SACRED MUSIC AND SACRED NUMBERS
                                        Excerpt from Return to Meaning
                                                           by Dr. Andrew Cort


    Who was Pythagoras? His life and teachings are shrouded in mystery. He was born around
    500 B.C.E., presumably in Syria. According to legend, his birth was foretold by Apollo’s
    prophetess, who was known as the ‘Pythia’, at the Oracle at Delphi.  She revealed to Pythagoras’
    father, Mnesarchos, that the boy would "surpass all others who had ever lived in beauty and
    wisdom, and that he would be of the greatest benefit to the human race in everything pertaining
    to human achievements." Mnesarchos named the child Pythagoras, to thank and commemorate
    the Pythia. Other sources suggest that "Pythagoras derived his name from the fact of his
    speaking truth no less than the God at Delphi." Some even said he was the God’s own son.

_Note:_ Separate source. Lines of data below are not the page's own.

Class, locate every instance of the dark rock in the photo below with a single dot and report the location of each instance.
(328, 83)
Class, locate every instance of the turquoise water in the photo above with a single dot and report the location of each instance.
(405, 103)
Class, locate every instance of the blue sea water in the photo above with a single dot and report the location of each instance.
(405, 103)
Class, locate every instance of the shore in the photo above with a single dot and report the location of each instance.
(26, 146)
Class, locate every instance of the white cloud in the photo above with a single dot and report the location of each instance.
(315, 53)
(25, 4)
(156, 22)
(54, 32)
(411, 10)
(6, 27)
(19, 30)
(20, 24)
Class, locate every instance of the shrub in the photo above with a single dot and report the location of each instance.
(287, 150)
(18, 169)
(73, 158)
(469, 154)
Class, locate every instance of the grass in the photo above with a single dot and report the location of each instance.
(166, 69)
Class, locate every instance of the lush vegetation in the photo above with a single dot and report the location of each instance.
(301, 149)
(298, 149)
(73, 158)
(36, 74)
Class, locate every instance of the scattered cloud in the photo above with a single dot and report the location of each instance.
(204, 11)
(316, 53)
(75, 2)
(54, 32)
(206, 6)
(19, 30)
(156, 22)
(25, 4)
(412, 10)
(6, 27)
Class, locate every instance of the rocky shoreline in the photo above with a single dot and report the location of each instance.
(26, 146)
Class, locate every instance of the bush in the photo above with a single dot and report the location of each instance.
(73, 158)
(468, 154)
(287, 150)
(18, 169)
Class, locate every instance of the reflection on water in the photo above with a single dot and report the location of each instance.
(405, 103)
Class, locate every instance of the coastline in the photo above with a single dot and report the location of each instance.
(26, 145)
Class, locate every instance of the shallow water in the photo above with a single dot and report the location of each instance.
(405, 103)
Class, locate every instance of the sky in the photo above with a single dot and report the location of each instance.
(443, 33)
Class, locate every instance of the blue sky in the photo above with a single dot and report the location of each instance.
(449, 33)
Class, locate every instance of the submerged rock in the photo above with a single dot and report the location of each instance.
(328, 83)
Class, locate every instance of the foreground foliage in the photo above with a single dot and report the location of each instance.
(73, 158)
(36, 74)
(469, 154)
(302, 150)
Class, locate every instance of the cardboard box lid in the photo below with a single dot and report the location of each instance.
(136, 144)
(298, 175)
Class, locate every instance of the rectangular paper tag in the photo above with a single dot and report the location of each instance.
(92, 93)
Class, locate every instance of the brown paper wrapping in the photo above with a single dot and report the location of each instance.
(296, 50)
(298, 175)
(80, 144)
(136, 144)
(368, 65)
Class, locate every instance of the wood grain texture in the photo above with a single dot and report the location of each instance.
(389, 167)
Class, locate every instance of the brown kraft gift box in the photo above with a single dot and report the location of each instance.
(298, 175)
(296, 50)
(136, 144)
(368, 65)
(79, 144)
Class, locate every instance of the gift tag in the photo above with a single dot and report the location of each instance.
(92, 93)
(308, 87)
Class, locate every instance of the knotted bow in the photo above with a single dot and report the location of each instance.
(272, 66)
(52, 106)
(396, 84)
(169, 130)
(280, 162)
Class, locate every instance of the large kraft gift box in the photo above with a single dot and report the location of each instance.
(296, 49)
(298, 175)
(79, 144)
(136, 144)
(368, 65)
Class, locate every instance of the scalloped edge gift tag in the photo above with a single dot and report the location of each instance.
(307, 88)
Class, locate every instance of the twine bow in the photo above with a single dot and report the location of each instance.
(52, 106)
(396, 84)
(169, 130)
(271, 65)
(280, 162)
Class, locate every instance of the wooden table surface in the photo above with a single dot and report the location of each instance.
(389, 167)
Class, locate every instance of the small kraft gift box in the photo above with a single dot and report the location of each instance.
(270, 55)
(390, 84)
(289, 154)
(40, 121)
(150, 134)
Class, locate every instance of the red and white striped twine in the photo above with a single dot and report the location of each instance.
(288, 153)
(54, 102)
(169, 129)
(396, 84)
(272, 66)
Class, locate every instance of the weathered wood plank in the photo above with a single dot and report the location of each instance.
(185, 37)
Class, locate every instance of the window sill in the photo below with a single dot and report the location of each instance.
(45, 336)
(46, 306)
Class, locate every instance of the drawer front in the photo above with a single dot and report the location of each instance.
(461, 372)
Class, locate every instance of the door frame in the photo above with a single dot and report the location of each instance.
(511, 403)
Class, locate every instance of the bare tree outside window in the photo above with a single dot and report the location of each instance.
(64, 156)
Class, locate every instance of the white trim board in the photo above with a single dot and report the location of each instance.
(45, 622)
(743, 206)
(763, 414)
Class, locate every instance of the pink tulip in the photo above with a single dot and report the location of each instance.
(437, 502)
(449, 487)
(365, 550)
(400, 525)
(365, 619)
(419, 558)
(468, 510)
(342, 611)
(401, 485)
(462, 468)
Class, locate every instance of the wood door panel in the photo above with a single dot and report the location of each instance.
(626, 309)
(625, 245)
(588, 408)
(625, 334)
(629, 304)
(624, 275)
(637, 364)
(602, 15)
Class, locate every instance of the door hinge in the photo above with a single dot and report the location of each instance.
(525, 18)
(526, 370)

    As a young man, he went on a long voyage of discovery - much as Plato would do some two
    hundred years later. Piecing together a plausible history from the fragments we have, Roger
    Lipsey writes:

    "When he came of age, Pythagoras set off on a voyage of study, lasting decades, that took him to
    all of the great centers of learning in the ancient world. His first master was Thales of Miletus...
    one of the Seven Sages. After many years, Thales sent him on to Egypt to study with the priests
    and learn the mysteries…. He spent the next twenty-two years in Egypt, according to legend, after
    which he was captured by Persian troops and transported to Babylon." Rather than regarding this
    as a setback, Pythagoras took the opportunity to study with other wise men from diverse societies
    who were also held captive in Babylon. Finally, at the age of fifty-six, he was able to return to the
    Greek world. In Greece, it was said that he studied in Delphi with the Pythia of his time, even that
    he derived his ethical doctrines from her."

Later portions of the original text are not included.